Are thousands of nukes in ever more varieties really necessary? Does they even accomplish what they’re ostensibly for — deter a nuclear first strike? It’s more realistic that Russia, China, and other nuclear powers will see these new weapons not as merely defensive but as something that themselves could even be used as a first-strike option. This growing supply of missiles, subs and bombers doesn’t benefit any of us, except perhaps the stockholders of Boeing, General Dynamics, and Northrop Grumman.

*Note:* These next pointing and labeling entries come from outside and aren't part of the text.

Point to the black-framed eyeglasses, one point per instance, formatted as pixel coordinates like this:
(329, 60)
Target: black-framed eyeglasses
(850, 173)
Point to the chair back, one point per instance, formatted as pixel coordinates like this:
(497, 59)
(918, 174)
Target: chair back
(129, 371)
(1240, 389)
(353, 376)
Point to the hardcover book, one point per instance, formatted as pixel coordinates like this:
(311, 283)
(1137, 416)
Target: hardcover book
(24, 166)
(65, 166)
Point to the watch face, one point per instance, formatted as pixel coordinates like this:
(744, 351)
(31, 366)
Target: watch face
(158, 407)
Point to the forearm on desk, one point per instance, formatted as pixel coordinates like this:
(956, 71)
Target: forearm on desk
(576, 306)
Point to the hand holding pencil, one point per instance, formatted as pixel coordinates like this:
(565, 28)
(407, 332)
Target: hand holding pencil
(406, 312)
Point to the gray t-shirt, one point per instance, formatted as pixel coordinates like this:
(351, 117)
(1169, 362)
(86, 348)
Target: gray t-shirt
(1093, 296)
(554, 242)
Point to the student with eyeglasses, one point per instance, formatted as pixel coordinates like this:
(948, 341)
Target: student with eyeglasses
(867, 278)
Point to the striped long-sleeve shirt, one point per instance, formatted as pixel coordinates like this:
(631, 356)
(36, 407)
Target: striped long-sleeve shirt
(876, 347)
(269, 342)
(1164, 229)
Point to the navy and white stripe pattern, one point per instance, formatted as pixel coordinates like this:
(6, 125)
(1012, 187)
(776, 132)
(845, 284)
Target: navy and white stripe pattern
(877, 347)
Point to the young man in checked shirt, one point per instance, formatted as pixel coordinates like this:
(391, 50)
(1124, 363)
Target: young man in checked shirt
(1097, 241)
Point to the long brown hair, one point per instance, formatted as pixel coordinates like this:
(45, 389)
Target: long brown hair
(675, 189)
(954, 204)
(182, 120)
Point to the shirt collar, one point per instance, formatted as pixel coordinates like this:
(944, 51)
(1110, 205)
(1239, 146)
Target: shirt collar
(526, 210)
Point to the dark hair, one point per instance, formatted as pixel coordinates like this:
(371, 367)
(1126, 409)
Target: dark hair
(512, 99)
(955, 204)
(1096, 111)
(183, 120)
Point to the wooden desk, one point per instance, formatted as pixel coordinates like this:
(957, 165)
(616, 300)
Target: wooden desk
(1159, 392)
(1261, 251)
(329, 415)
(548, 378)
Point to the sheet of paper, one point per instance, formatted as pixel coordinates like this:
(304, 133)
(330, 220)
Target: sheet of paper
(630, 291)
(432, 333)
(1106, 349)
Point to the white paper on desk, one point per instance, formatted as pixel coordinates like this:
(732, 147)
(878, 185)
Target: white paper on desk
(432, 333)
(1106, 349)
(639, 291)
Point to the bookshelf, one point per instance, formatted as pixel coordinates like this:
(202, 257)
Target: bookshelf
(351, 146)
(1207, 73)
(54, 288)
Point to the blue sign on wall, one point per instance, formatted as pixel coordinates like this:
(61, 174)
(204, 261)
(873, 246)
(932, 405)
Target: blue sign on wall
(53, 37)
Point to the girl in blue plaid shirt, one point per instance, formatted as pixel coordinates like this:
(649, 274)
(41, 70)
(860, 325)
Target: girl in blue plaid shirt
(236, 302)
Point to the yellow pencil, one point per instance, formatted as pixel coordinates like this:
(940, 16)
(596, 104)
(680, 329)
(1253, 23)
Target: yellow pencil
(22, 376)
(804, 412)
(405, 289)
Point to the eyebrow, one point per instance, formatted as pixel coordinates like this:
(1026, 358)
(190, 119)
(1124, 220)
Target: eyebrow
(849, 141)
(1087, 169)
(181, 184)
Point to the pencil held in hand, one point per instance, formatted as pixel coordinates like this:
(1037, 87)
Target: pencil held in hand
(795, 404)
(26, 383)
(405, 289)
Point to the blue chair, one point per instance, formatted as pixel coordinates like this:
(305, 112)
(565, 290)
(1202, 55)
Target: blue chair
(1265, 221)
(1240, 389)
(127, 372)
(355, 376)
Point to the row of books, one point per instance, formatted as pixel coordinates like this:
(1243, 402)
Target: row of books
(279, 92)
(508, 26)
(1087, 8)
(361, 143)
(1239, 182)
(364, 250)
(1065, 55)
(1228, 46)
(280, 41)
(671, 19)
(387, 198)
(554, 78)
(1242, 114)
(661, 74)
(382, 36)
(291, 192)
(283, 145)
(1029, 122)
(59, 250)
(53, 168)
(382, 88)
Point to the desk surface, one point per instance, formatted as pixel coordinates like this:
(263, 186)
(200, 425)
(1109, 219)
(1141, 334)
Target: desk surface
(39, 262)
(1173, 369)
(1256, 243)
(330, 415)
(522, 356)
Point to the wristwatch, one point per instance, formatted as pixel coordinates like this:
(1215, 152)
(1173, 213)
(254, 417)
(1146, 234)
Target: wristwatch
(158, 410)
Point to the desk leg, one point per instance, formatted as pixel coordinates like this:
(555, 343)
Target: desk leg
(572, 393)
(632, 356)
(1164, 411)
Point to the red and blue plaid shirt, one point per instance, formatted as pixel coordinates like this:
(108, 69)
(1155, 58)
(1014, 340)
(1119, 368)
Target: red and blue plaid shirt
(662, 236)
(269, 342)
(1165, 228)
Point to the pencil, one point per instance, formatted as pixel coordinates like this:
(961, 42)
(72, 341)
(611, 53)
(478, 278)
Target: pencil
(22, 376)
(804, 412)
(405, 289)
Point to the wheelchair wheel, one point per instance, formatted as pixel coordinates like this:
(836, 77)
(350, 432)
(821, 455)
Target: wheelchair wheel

If we seems to have a military advantage, surely our nuclear adversaries will try to bridge that gap — and then just as surely nuclear advocates in the Pentagon and Congress will come back asking for even more weaponry, escalating the nuclear brinkmanship. The US, Russia and China are already developing hypersonic missiles that travel three times the speed of sound, as well as new missile-defense systems, and adding more kinds of nukes would just encourage others to follow suit.

“We are at our busiest since the Cold War,” Calbos said. We shouldn’t take comfort in that.

Furthermore, in a relic of the Cold War, the US military still keeps hundreds of nukes on hair-trigger alert, ready to launch from silos and subs on a moment’s notice. A false alarm or ambiguous signals from early warning sensors could lead to Dr. Strangelove-style irrational retaliation from President Trump.

More low-yield warheads will just obliterate the distinction nuclear weapons and conventional ones. The Pentagon even reserves the right to respond to non-nuclear attacks, like to the electric grid, with nukes, and low-yield weapons just makes it more conceivable for a small conflict — or a mistake or misread intelligence — to turn into a nuclear one.

This completely reverses efforts to gradually reduce nuclear stockpiles. If the Trump Administration and Congress are serious about nonproliferation in the Middle East and East Asia, they should resist adding to our own arsenal.

Many Congressional Democrats — though not California’s senators — voted for the huge military bill, despite including investments in these new low-yield nukes, which could find their way onto subs at sea within the next few years. But Democrats have the chance to redeem themselves if they retake Congress during November’s election and stop this dangerous weapon from being deployed.